Summary of the effects of combinations of suppressor and temperatures sensitive mutations on numbers of ligand binding sites at the cell surface. The temperature-sensitive mutations are listed across the top of the tables. Suppressor mutations are listed along the sides. A) Each mutation pair was scored using the metric R, defined as the difference between the fluorescence of the double mutant and the temperature-sensitive single mutant divided by the difference between wild-type and the temperature-sensitive single mutant, as a measure of recovery of ligand binding levels due to the suppressor.
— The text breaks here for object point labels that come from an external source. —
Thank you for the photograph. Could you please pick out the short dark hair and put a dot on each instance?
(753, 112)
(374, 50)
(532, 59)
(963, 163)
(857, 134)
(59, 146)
Magenta boxes indicate positive effect of the suppressor mutation on ligand binding levels, while cyan indicates that the suppressor mutation had a negative effect on ligand binding levels. Note that the scale is clipped to better highlight the intermediate effects. B) The indicated p-values refer to the comparison of the ligand binding of the double mutant to that of the temperature sensitive mutant alone. Only p-values for double mutants with an R-value > 5 or < −5 were mapped. Magenta boxes indicate the significance of the p values for alleles showing enhanced ligand binding resulting from suppression. Blue boxes indicate the significance of the p-values for alleles showing decreased ligand binding resulting from combining the two mutations.

Figure 8

Suppression of different temperature sensitive mutations by site-direct substitutions at position R58. Binding of [K⁷(NBD),Nle¹²] α-factor to cells was conducted as described in Materials and Methods at a concentration of 300 nM ligand. For the clones containing the S95Y and S104Y mutations, ligand binding was measured after growth at 30 °C. For the clones containing the A52T and F38Y mutations, ligand binding was measured after growth at 34 °C. The error bars represent the standard error based on assay of binding to three independent isolates of each strain.

Figure 9

Global suppressors identified from the double mutant array exhibit additive effects on ligand binding. Combinations of the global suppressor mutations R58S, F119L, and M218T with the temperature sensitive mutations A52T (A) and F38Y (B) were constructed by site-directed mutagenesis. Assays of binding of [K⁷(NBD),Nle¹²] α-factor were performed using 300 nM ligand on cells cultured at 34 °C. The error bars represent the standard error based on assay of binding to three independent isolates of each strain.

Figure 10

Effects of the presence of α-factor and suppressor mutations on the yield of immobilization of Ste2p. The indicated C-terminally truncated Ste2p variants were solubilized using dodecylmaltoside, either in the presence or absence of 300nM α-factor then incubated for 2 hours at 24°C with beads coated with anti-c-myc antibodies. To determine the amount bound, the Ste2p was then stripped from the beads using SDS/urea buffer and subjected to immunoblotting, probed with anti-c-myc antibodies.

Figure 11

Distribution of temperature-sensitive mutation in Ste2p. The figure shows the predicted topology of Ste2p . Residues in circles with black fills are sites at which single substitutions cause temperature-sensitive phenotypes. The other highlighted residues have only been found to confer temperature sensitivity when they are present in alleles with multiple amino acid substitutions. The residues in enlarged circles had substitutions that caused large decreases in ligand binding. The residues in hexagons had substitutions that caused moderate decreases in ligand binding, while the residues in diamonds had substitutions that caused little decreases in ligand binding.

Figure 12

Distribution of suppressor mutations in Ste2p mapped on to the predicted transmembrane topology of Ste2p. The residues highlighted in black are the locations of the temperature sensitive mutations. The other highlighted residues indicate the positions of suppressors. Large grey circles show the locations of global suppressors, defined as mutations that restore at least 10% of ligand binding to a 99% confidence level for more than one temperature-sensitive mutation. Residues depicted as smaller dark grey circles are allele-specific suppressors, defined as being able to restore at least 10% of ligand binding to a 99% confidence level for no more than one of the tested temperature-sensitive mutations.